Winkle Street, Calbourne
|Calbourne shown within the Isle of Wight|
|Population||886 (2011 Census including Great Thorness and Newtown)|
|Sovereign state||United Kingdom|
|Fire||Isle of Wight|
|Ambulance||Isle of Wight|
|EU Parliament||South East England|
The village takes its name from the stream that passes through town, the Caul Bourne. The stream used to power five mills just north of the town. In the deed for the land produced in 826 CE, it is recorded as Cawelbourne.
The village has a post office, a garage, a church and a public house, The Sun Inn. The garage is on the previous site of a blacksmith and wagonmaker. Calbourne is also the home of Westover cricket team, who play on the village green.
There is a privately held manor house, Westover House, on a hill overlooking Calbourne. The Westover Estate was established during the reign of Edward the Confessor.

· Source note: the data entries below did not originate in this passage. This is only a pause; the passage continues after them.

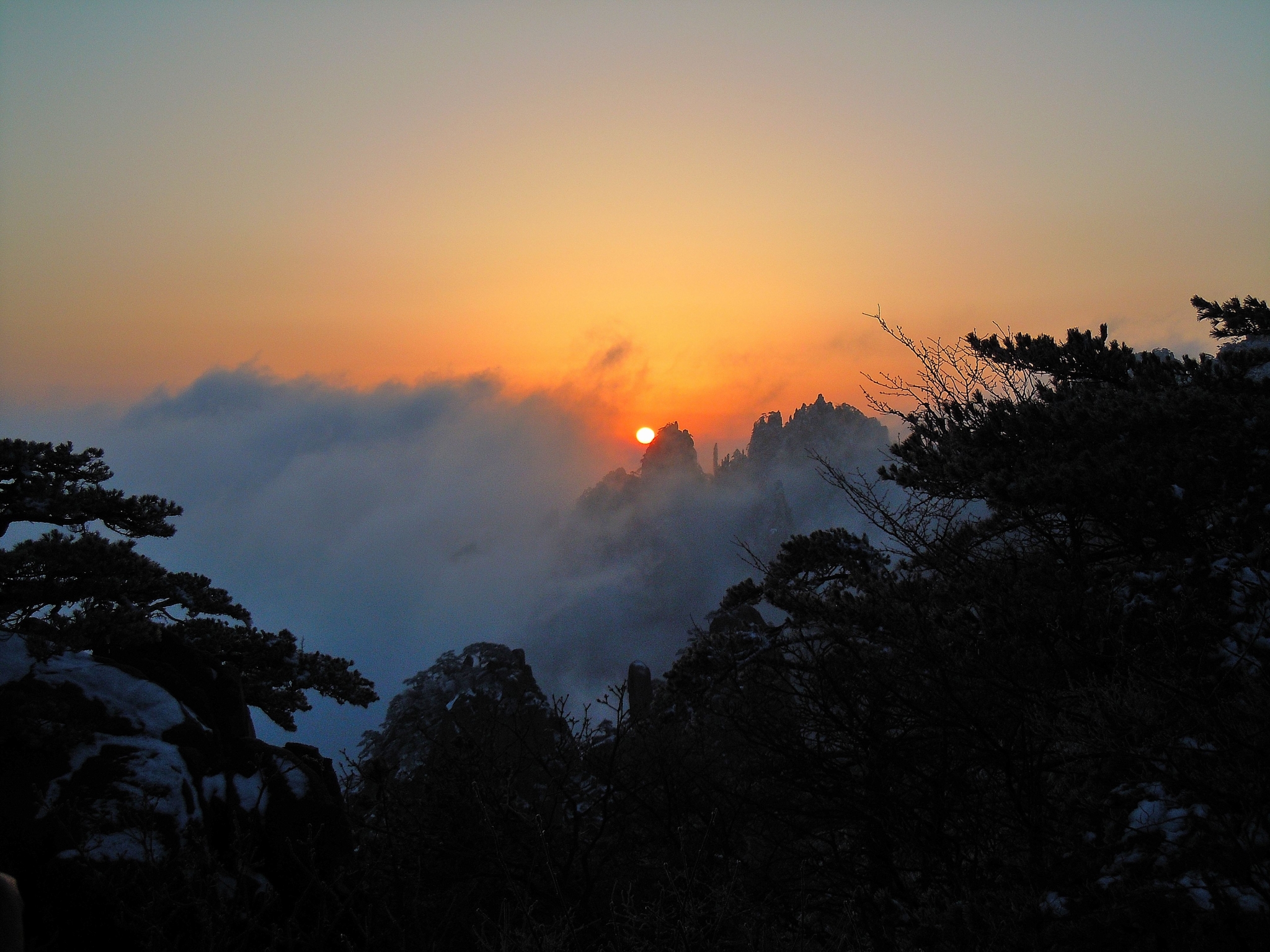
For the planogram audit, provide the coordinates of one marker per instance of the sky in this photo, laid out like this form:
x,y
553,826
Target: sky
x,y
666,209
376,289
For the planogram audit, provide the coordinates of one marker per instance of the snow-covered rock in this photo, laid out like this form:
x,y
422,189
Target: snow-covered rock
x,y
103,760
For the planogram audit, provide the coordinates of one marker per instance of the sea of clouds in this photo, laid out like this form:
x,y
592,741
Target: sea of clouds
x,y
393,524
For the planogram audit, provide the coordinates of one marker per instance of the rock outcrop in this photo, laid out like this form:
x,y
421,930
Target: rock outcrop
x,y
133,760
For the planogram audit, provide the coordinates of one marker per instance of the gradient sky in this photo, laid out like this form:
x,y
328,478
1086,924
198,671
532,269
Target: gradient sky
x,y
670,209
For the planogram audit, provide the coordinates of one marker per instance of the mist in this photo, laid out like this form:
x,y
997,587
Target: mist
x,y
393,524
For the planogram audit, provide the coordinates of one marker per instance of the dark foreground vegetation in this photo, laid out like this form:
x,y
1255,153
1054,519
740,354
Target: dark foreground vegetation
x,y
1032,712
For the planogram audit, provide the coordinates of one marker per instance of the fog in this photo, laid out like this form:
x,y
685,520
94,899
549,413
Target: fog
x,y
393,524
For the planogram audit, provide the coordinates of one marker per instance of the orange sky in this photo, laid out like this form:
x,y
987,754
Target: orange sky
x,y
677,211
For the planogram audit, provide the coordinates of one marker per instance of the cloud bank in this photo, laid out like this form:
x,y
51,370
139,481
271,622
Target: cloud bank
x,y
393,524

Westover House was once owned by Colonel Moulton-Barrett. Colonel Mouton-Barrett was a relative of the poet Elizabeth Barrett.
Calbourne is also close to the site of Swainston Manor, which is a mile to the east of Calbourne. Now a hotel, Swainston Manor was originally a manor house on a site dating back to 735 CE. Eight hundred years ago it became the location of a palace built by the Bishops of Winchester. It has a 12th-century chapel on its 32 acres (130,000 m2). Most of the present building was constructed in the 18th century, but an attached hall dates from the 13th century. Warwick the Kingmaker reportedly dined at Swainston Manor.
The Calbourne Mill was first mentioned in print in 1299.
Calbourne is the location of Winkle Street, a picturesque row of cottages which frequently appears on photographs and postcards of the Isle of Wight. Winkle Street looks out on the village stream. Winkle Street was originally named Barrington Row, presumably after longtime residents of Swainston, the Barrington family.
All Saints' Church, in the centre of Calbourne, was established in 826. It features a brass portrait of an armoured knight with hands folded in prayer, resting his feet on a dog. The pictured knight is thought to be William Montacure who was Earl of Salisbury and a governor of the island in the 14th century. Legend has it that Montacure was killed when he was jousting with his father. The heartbroken father created altar tombs in every church in every village in which he owned land or houses.